Let that sink in for a bit.
Yes I am aware that there will be a lot of needles repeatedly stabbing me to inject ink into my skin. I know. I know. But as much as I hate that I've always wanted one. It's gone from things I thought would be cool looking (angel wings down my back) to religious symbols (from when I was more religious) to music and quotes around the wrist or ankle.
I have finally decided. I want a Hummingbird, as for placement its going to be behind my ear or on my shoulder. Two places easy to cover for more professional times and also in my opinion, two classy places.
Also I just want it one color. Black most likely or maybe a dark purple or blue. I've considered getting it in a gradient but I think it would look better in a solid color. I've also considered white but, from what I've heard if your not already pale and stay pale it just looks like you've been scared in a very interesting pattern. I'd rather not have that, and I tan to this really nice bronze over the summer when I'm outside 24/7.
As for why I want a hummingbird, well there's a lot of things.
First off, I really love hummers. They fascinate me and I love to watch them.
My biggest resin is that they are also associated with warriors. Not in mainstream media and all that but rather old folk tails and legends. Hummers are warriors who died in battle for the, I believe, accent Mynas. They are said to be warriors who move and live outside of time. It's something that I identify with very strongly at this point in my life, being a little warrior.
Especially with all that has happened between me and my mom and with Hollins and everything else in my life I feel the 'small but mighty' idea very strongly. They stay graceful and beautiful even as they fight like I hope I do.
I love speed, like roller-coasters and running and just feeling the air rush around me. those moments when you feel like you could fly are when I feel the most free. Like I can do anything. I only get those moments when I'm on a roller-coaster or flying down a hill on a bike or flying down white water.
It's not the same kinda confident "Bring it" feel I get when I hold a bow, but it's this absolute rush where suddenly the world can wait because I'm busy being me and I am amazing.

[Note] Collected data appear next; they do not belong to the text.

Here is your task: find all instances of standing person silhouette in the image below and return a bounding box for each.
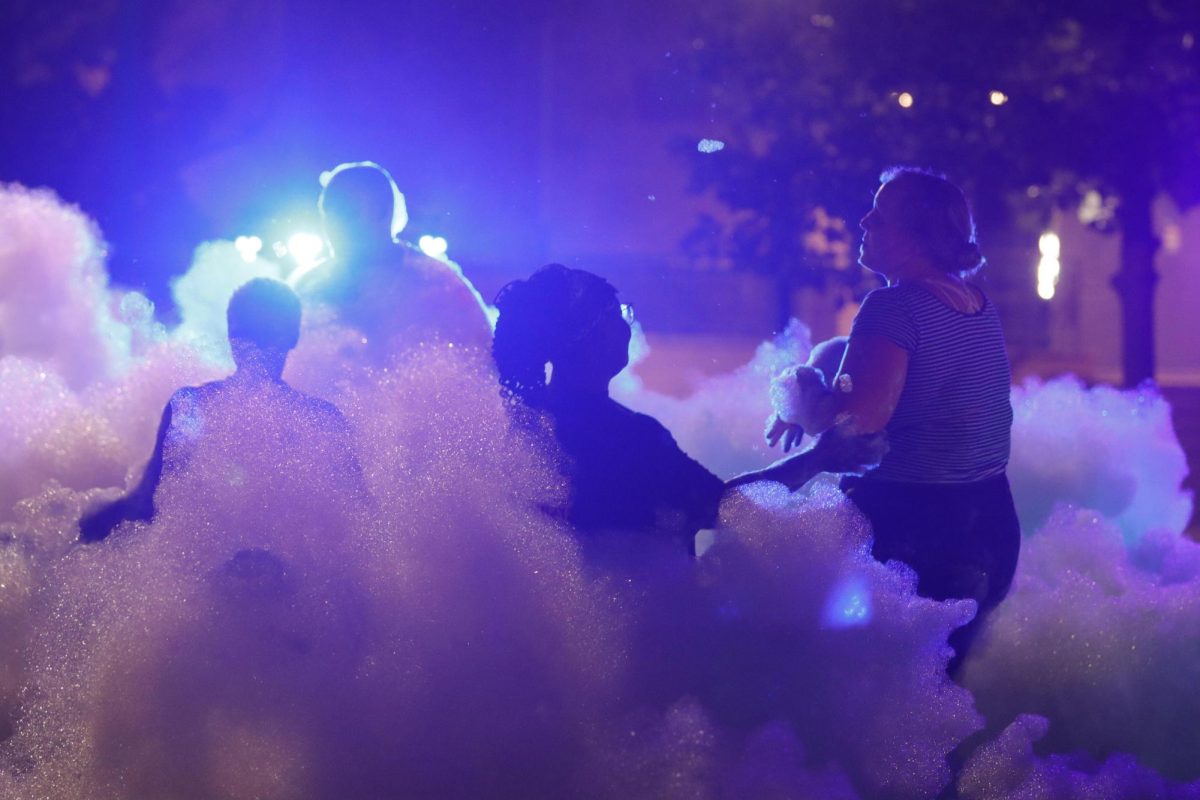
[295,161,493,354]
[774,168,1019,677]
[79,279,362,542]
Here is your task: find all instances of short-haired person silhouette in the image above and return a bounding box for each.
[79,279,362,542]
[295,161,492,354]
[492,265,870,555]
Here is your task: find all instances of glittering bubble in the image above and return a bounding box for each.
[5,182,1200,799]
[697,138,726,153]
[962,506,1200,783]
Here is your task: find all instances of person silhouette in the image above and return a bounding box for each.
[492,265,867,555]
[295,161,492,354]
[79,278,362,542]
[772,167,1019,677]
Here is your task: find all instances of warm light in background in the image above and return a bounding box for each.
[897,91,914,108]
[989,90,1009,105]
[1037,231,1061,300]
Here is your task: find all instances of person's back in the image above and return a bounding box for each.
[542,391,724,543]
[298,240,492,353]
[852,281,1012,483]
[80,279,363,542]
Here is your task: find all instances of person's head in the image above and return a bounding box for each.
[492,264,632,401]
[858,167,983,280]
[318,161,409,260]
[226,278,302,376]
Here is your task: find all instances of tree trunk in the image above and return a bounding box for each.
[1111,187,1159,387]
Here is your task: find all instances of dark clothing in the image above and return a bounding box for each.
[843,473,1021,675]
[543,393,724,552]
[851,283,1012,483]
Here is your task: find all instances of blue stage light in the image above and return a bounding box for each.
[286,232,325,268]
[822,575,872,628]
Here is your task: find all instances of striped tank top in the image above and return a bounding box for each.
[850,282,1012,483]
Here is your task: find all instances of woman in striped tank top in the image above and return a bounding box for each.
[780,167,1020,677]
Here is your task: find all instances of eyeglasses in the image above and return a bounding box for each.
[619,302,635,326]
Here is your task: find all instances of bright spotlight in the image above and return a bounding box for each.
[897,92,914,108]
[989,90,1009,106]
[1037,231,1061,301]
[286,232,325,268]
[418,235,449,259]
[233,235,263,263]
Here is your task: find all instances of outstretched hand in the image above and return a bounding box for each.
[765,414,805,452]
[810,424,888,474]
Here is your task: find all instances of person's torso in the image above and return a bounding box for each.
[870,283,1013,483]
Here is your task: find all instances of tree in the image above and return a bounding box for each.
[684,0,1200,385]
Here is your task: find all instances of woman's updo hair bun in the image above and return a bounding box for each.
[880,167,985,276]
[492,264,619,403]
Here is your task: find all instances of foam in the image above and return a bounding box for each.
[2,182,1199,798]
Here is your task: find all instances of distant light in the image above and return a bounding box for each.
[810,13,835,28]
[1162,223,1183,253]
[418,235,449,259]
[233,235,263,263]
[1077,189,1116,226]
[1037,231,1061,301]
[822,576,872,628]
[989,90,1009,106]
[697,138,725,153]
[1038,231,1061,260]
[1183,32,1195,50]
[272,241,288,258]
[897,92,914,108]
[286,232,324,268]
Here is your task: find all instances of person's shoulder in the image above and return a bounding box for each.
[864,283,923,303]
[285,386,349,425]
[622,404,680,445]
[858,283,918,315]
[169,383,210,407]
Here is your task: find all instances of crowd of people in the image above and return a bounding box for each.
[80,161,1020,681]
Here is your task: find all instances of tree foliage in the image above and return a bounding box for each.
[684,0,1200,305]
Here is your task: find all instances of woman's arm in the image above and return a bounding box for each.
[829,333,909,434]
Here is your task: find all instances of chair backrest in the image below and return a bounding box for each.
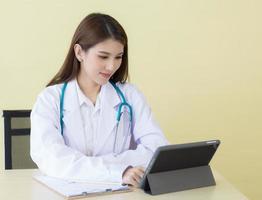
[2,110,37,169]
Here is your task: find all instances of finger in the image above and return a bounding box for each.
[134,171,144,180]
[132,168,144,178]
[136,166,145,172]
[127,176,138,187]
[132,172,142,184]
[135,167,145,176]
[127,170,142,186]
[130,177,140,187]
[123,172,138,186]
[126,169,141,183]
[136,169,145,178]
[122,168,144,186]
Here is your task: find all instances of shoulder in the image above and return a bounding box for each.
[115,82,147,104]
[32,83,67,114]
[116,82,141,95]
[31,83,65,125]
[37,83,64,103]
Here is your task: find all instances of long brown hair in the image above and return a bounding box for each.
[47,13,129,86]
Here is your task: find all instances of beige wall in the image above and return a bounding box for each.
[0,117,3,169]
[0,0,261,199]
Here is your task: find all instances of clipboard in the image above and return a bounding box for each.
[33,171,133,199]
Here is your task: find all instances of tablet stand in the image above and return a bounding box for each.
[143,165,216,195]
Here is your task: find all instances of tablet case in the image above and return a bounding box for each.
[142,140,220,195]
[143,165,215,195]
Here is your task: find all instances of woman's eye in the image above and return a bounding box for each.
[115,56,122,60]
[99,55,108,59]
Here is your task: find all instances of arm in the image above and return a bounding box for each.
[101,84,169,168]
[30,88,127,182]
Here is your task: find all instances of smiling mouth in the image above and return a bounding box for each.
[99,72,111,79]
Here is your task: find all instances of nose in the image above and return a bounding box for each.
[105,65,114,72]
[105,59,118,71]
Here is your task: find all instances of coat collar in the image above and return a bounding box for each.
[62,79,122,155]
[63,79,120,112]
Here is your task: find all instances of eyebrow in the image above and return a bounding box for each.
[98,51,124,55]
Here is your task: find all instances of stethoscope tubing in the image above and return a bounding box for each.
[59,80,133,137]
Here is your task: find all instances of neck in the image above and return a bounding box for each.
[77,73,101,105]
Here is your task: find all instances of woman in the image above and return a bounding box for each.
[30,13,168,187]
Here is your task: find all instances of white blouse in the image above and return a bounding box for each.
[76,81,101,156]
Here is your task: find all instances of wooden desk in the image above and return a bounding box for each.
[0,169,248,200]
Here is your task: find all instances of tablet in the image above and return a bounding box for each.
[140,139,220,189]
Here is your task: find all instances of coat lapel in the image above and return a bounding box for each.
[60,80,122,155]
[93,82,121,155]
[62,80,86,153]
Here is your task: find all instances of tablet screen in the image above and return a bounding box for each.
[140,140,220,188]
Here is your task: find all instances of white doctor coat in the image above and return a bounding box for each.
[30,79,168,182]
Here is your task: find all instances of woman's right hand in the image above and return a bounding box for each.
[122,166,145,187]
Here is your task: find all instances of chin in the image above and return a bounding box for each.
[96,79,109,86]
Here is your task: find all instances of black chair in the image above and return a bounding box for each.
[2,110,37,169]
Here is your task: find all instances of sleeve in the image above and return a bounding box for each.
[30,88,127,182]
[101,84,169,168]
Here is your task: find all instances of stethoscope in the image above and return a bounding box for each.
[59,80,133,156]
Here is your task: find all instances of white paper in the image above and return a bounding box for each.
[33,172,130,198]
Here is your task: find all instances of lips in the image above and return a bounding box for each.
[99,72,111,79]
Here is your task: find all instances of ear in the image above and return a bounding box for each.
[74,44,84,62]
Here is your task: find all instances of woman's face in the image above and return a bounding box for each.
[75,38,124,86]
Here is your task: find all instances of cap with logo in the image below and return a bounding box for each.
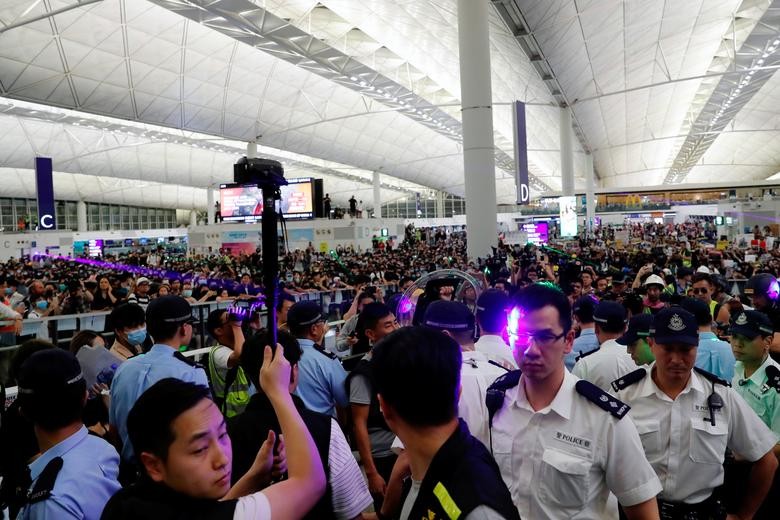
[730,310,773,339]
[287,301,325,330]
[617,313,654,346]
[146,295,193,328]
[423,300,475,331]
[593,301,627,329]
[643,274,665,288]
[744,273,779,300]
[651,307,698,346]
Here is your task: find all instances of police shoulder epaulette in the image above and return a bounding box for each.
[486,370,522,426]
[693,367,731,387]
[27,457,63,504]
[576,347,600,362]
[174,351,202,369]
[314,344,337,360]
[575,380,630,419]
[611,368,648,392]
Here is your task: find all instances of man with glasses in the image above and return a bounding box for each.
[288,301,348,418]
[488,283,661,519]
[110,295,207,468]
[691,273,717,319]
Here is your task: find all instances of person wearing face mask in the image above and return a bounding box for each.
[288,301,348,418]
[108,303,148,361]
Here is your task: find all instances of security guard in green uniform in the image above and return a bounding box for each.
[371,326,519,520]
[726,310,780,519]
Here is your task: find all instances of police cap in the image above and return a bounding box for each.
[651,307,698,346]
[287,301,324,329]
[617,313,654,346]
[423,300,475,332]
[730,310,773,339]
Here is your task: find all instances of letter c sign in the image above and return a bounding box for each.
[40,214,54,229]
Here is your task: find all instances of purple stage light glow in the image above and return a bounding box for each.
[398,297,414,314]
[38,253,268,300]
[768,280,780,301]
[507,306,524,337]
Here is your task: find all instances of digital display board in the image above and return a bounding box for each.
[87,239,103,257]
[521,222,548,246]
[559,196,578,237]
[220,178,314,221]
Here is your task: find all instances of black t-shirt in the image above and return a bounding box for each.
[101,480,237,520]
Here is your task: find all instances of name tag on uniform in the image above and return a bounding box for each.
[694,404,722,414]
[554,431,592,449]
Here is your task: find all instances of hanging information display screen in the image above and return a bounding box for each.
[559,196,578,237]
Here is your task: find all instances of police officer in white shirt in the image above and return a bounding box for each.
[474,289,517,370]
[423,300,506,448]
[573,301,638,392]
[613,307,778,520]
[488,283,662,519]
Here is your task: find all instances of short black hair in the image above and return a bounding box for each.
[147,317,182,344]
[127,378,211,466]
[241,330,302,390]
[276,293,296,312]
[399,276,414,287]
[206,309,227,337]
[109,303,146,332]
[372,326,460,427]
[692,273,713,286]
[354,302,394,355]
[514,283,572,334]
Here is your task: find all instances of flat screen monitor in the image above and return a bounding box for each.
[521,222,548,246]
[220,178,314,222]
[559,196,578,237]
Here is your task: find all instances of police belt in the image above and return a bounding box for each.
[657,495,725,520]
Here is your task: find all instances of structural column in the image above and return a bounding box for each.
[436,191,445,218]
[585,153,595,236]
[207,187,215,225]
[189,210,198,227]
[76,200,87,232]
[247,140,257,159]
[560,107,575,197]
[373,171,382,219]
[457,0,498,260]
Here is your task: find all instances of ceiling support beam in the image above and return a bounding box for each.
[0,0,103,34]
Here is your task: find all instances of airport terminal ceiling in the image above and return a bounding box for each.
[0,0,778,210]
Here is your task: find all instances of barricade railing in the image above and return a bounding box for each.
[0,283,397,352]
[2,317,349,411]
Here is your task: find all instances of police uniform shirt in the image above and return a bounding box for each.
[459,351,507,448]
[616,364,777,503]
[399,480,505,520]
[18,426,121,520]
[572,339,638,392]
[293,338,348,417]
[733,356,780,441]
[565,328,599,372]
[490,371,662,519]
[474,334,518,370]
[110,344,210,461]
[695,332,736,382]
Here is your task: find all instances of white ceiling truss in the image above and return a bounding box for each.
[0,0,778,208]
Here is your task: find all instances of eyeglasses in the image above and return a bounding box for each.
[512,331,566,348]
[692,288,709,294]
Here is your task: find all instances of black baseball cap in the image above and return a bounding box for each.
[612,273,628,285]
[287,301,324,329]
[651,307,698,346]
[617,313,654,346]
[423,300,475,332]
[146,295,193,328]
[17,349,84,396]
[572,295,597,322]
[730,310,773,339]
[476,289,509,319]
[593,301,627,329]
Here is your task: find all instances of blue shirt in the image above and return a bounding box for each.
[293,338,348,417]
[18,426,120,520]
[695,331,736,381]
[110,344,210,462]
[566,328,599,372]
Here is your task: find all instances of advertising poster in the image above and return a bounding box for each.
[559,196,578,237]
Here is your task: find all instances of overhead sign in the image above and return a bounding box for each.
[35,157,56,230]
[513,101,530,205]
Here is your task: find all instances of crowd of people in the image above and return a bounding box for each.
[1,219,780,519]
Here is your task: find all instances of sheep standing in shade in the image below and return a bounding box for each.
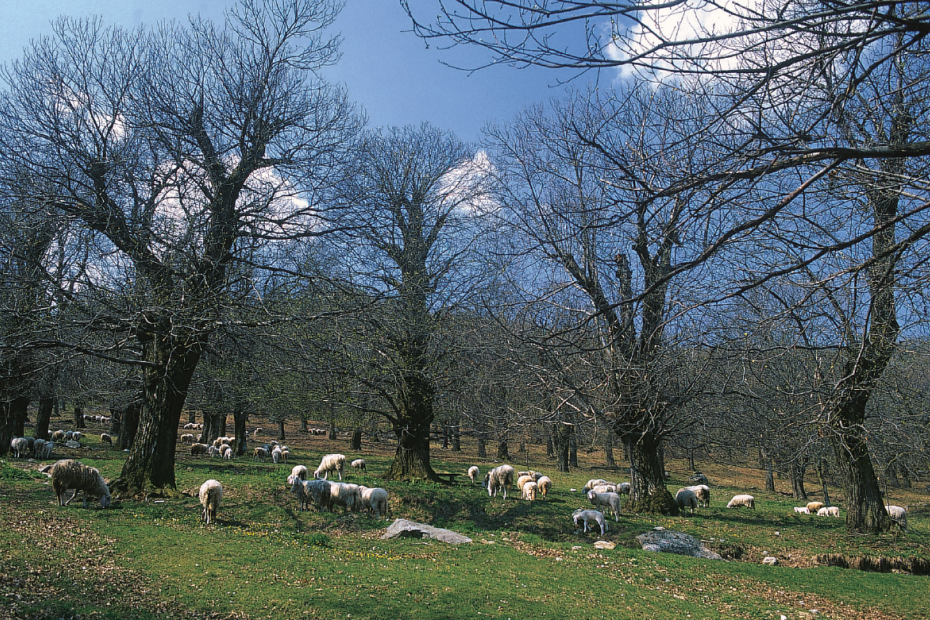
[252,447,268,462]
[726,494,755,509]
[191,443,210,457]
[351,459,366,473]
[71,432,82,444]
[180,434,195,444]
[290,477,313,511]
[675,488,699,515]
[573,509,608,536]
[220,445,233,460]
[199,479,223,525]
[587,490,622,521]
[36,440,53,459]
[522,481,538,501]
[271,447,282,464]
[42,459,111,508]
[806,501,824,513]
[886,505,909,532]
[314,454,347,480]
[516,474,535,493]
[357,486,389,518]
[617,482,631,497]
[291,478,332,512]
[817,506,840,517]
[536,475,552,499]
[10,437,29,458]
[467,466,480,484]
[484,464,515,499]
[100,433,113,446]
[287,465,309,484]
[686,485,710,508]
[51,430,65,442]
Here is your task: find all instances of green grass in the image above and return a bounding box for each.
[1,435,928,620]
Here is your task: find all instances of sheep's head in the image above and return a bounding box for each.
[99,493,112,508]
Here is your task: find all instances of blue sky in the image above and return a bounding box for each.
[0,1,580,144]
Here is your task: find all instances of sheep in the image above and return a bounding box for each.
[516,474,535,492]
[726,494,755,509]
[51,430,65,442]
[252,447,268,462]
[71,432,82,444]
[287,465,309,484]
[24,436,36,455]
[37,439,53,459]
[254,427,262,435]
[686,484,710,508]
[219,444,233,460]
[573,509,608,536]
[10,437,28,458]
[290,478,332,512]
[467,465,480,484]
[591,483,618,495]
[271,447,282,464]
[100,433,113,446]
[43,459,111,508]
[793,506,811,514]
[587,490,622,521]
[806,501,824,513]
[279,448,289,463]
[314,454,347,481]
[675,488,699,515]
[190,443,210,457]
[327,481,360,512]
[522,480,538,501]
[290,478,312,511]
[518,470,543,481]
[351,458,366,472]
[357,486,389,518]
[885,505,909,532]
[817,506,840,517]
[617,482,631,496]
[536,475,552,499]
[582,479,609,494]
[199,479,223,525]
[484,464,515,499]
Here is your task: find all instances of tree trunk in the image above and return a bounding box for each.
[762,448,775,493]
[451,420,461,451]
[605,430,616,468]
[383,369,437,481]
[117,401,141,451]
[11,395,30,438]
[299,417,308,433]
[0,402,13,457]
[569,428,578,467]
[497,438,509,461]
[35,395,54,441]
[350,428,362,451]
[623,431,679,516]
[233,407,249,456]
[790,460,808,500]
[278,419,286,441]
[816,458,831,505]
[202,411,226,446]
[546,434,554,458]
[477,434,487,458]
[73,406,85,429]
[687,447,695,472]
[555,422,570,473]
[830,399,889,532]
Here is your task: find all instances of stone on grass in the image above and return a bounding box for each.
[381,519,472,544]
[763,556,778,566]
[636,530,722,560]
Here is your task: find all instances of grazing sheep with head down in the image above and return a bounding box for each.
[522,481,538,501]
[100,433,113,446]
[587,490,622,521]
[271,447,282,464]
[793,506,811,514]
[676,488,699,515]
[51,430,65,443]
[252,447,268,462]
[190,443,210,457]
[885,505,909,532]
[726,494,755,509]
[351,459,366,472]
[484,464,515,499]
[591,483,618,495]
[219,445,233,460]
[467,466,480,484]
[287,465,309,485]
[536,475,552,499]
[817,506,840,517]
[10,437,29,458]
[290,478,332,512]
[582,479,609,494]
[516,474,535,493]
[327,481,360,511]
[806,501,824,513]
[357,486,389,518]
[686,485,710,508]
[314,454,347,480]
[43,459,111,508]
[573,509,608,536]
[199,479,223,524]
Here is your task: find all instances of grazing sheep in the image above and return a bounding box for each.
[43,459,111,508]
[254,427,262,435]
[522,481,538,501]
[36,439,53,459]
[806,501,824,513]
[591,483,618,495]
[252,447,268,462]
[314,454,347,481]
[351,459,366,472]
[587,490,622,521]
[327,481,360,511]
[885,505,909,532]
[290,478,313,511]
[199,479,223,525]
[726,494,755,509]
[279,448,289,463]
[271,447,282,464]
[51,430,65,443]
[617,482,631,496]
[357,486,389,518]
[817,506,840,517]
[516,474,535,492]
[10,437,29,458]
[190,443,210,457]
[536,475,552,499]
[689,472,710,486]
[675,488,699,515]
[518,470,543,481]
[219,445,233,460]
[793,506,811,514]
[71,432,82,444]
[291,478,332,512]
[485,464,515,499]
[287,465,309,484]
[24,436,36,455]
[686,485,710,508]
[582,479,609,494]
[100,433,113,446]
[467,466,480,484]
[573,509,608,536]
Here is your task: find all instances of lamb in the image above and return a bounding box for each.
[516,474,535,492]
[279,448,289,463]
[817,506,840,517]
[726,494,755,509]
[484,464,515,499]
[313,454,347,480]
[587,490,622,521]
[686,485,710,508]
[573,509,608,536]
[43,459,111,508]
[190,443,210,457]
[252,447,268,462]
[582,479,609,494]
[351,459,366,472]
[10,437,28,458]
[100,433,113,446]
[536,475,552,499]
[71,432,82,443]
[36,439,53,459]
[885,505,909,532]
[522,481,538,501]
[199,479,223,525]
[271,447,282,464]
[327,481,360,511]
[806,501,824,513]
[357,486,389,518]
[219,445,233,460]
[287,465,309,484]
[467,466,480,484]
[793,506,811,514]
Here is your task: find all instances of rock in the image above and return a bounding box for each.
[381,519,472,544]
[65,440,81,449]
[689,472,710,486]
[763,556,778,565]
[593,541,616,550]
[636,530,722,560]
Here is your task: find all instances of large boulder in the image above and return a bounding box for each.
[636,528,722,560]
[381,519,472,545]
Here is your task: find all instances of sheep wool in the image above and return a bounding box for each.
[521,481,538,501]
[582,479,609,494]
[351,459,366,472]
[485,465,515,499]
[817,506,840,518]
[10,437,28,458]
[617,482,631,496]
[686,485,710,508]
[314,454,347,481]
[327,481,360,511]
[885,505,909,532]
[100,433,113,446]
[573,509,608,536]
[252,447,268,462]
[357,486,389,518]
[467,466,480,484]
[516,474,535,492]
[793,506,810,514]
[536,475,552,499]
[806,501,824,513]
[199,479,223,525]
[676,488,699,515]
[288,465,309,484]
[47,459,111,509]
[587,490,622,521]
[726,494,755,510]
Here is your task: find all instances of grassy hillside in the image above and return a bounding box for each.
[1,418,927,619]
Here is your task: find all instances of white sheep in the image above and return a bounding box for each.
[271,447,282,464]
[38,439,53,459]
[726,494,755,509]
[536,475,552,499]
[518,470,543,481]
[287,465,309,484]
[357,486,389,518]
[573,509,608,536]
[290,477,313,511]
[100,433,113,446]
[279,448,289,463]
[71,432,82,443]
[582,479,609,494]
[51,430,65,442]
[617,482,631,496]
[485,464,515,499]
[587,490,622,521]
[10,437,29,458]
[806,501,824,513]
[314,454,347,480]
[351,458,366,472]
[522,481,538,501]
[793,506,811,514]
[291,478,332,512]
[43,459,111,508]
[817,506,840,517]
[199,479,223,525]
[885,505,909,532]
[675,488,699,515]
[220,445,233,460]
[467,466,480,484]
[516,474,535,492]
[327,481,360,511]
[591,483,618,494]
[686,485,710,508]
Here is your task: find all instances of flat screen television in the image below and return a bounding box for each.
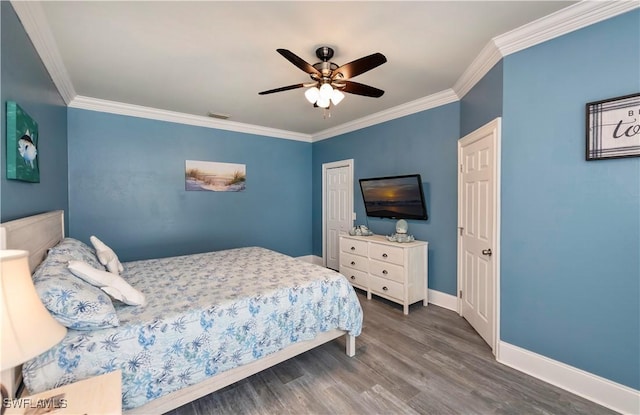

Why I want to get a tattoo, well:
It's something that can't get ignored or pretend that it's not there because it's there. Like, Mom if she really wanted to could convince her self that Ali and I were just good friends. Really celibate, don't even hold hands, friends. She can ignore how I am a feminist, or how I have my own mind.
She can't ignore ink.
No matter what she dose or says, my ink will still be there. It'll be a part of me that can't be ignored and is beautiful and wonderful and as unobtrusive as the rest of me. She can't ignore this. She can't take it away or threaten to remove it. It'll just be there. Pretty and silent, and just there.
It'll be something that my siblings can see and ask about. It'll be something that won't get me kicked out as much as Mother Dear disapproves.
It's something that she can't take away.
This is something I have firmly, stake in the ground, decided that I will do, but that along with getting my right ear pierced on the cartilage will have to wait till senior year. As much as mom has cut me off I need to not shock her for just a little while longer. But senior year, spring semester at the latest, I'm getting them!
So thoughts on tattoos? Which one should I get?